Zeibura S. Kathau has a rather more perceptive and fine breakdown on this than I’d hope for; vote #1 Zeibura S. Kathau’s answer to Are linguists more likely to have a musical background?
I’ll just add two observations.
- Of my fellow PhD students in linguistics, one was a composer and pianist, one a bassist, one an orchestral violinist, and me, who at least attempted to compose once. That’s out of a sample of I dunno, 20.
- In my day job in Schools IT policy, we have 8 people in the consultancy. Outside of me, the CEO is a folk mandolinist, the CTO a bassist, and the Comms guy a sax player.
So I suspect that musicians don’t just gravitate to linguistics. But I do also suspect that people interested in formal systems gravitate to also working with other formal systems. Though that’s nothing like as thorough an analysis as Z-Kat suggests.

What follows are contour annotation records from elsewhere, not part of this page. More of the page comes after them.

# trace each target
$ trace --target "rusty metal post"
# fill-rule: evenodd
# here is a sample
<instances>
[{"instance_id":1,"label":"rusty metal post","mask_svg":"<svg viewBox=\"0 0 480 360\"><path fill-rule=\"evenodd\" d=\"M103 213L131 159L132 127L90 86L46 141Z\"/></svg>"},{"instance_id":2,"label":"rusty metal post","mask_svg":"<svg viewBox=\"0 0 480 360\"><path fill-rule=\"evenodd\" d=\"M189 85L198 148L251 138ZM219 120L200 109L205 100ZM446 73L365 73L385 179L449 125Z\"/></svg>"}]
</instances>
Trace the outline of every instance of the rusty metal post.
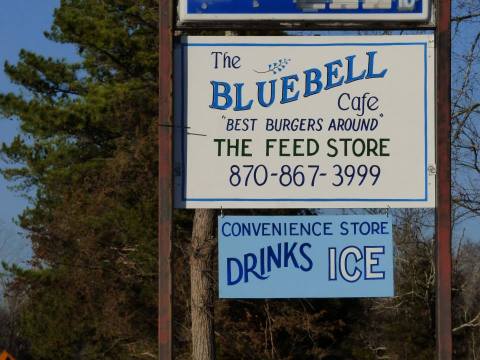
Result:
<instances>
[{"instance_id":1,"label":"rusty metal post","mask_svg":"<svg viewBox=\"0 0 480 360\"><path fill-rule=\"evenodd\" d=\"M173 5L160 0L159 24L159 200L158 200L158 340L159 359L172 359L172 165L173 165Z\"/></svg>"},{"instance_id":2,"label":"rusty metal post","mask_svg":"<svg viewBox=\"0 0 480 360\"><path fill-rule=\"evenodd\" d=\"M437 41L437 358L452 359L451 0L438 0Z\"/></svg>"}]
</instances>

I’ll note a potential counterpattern. There were a fair few refugees from computer science (as it was then) to linguistics in my cohort too; I was one of them. My master’s supervisor observed to me that when computer people came to linguistics, they did not want to do syntax or formal semantics, as she expected. They did the fluffiest linguistics they could stand: discourse analysis, for example, or historical linguistics. If they wanted to do formal symbolic analysis, after all, they would have stayed in computer science.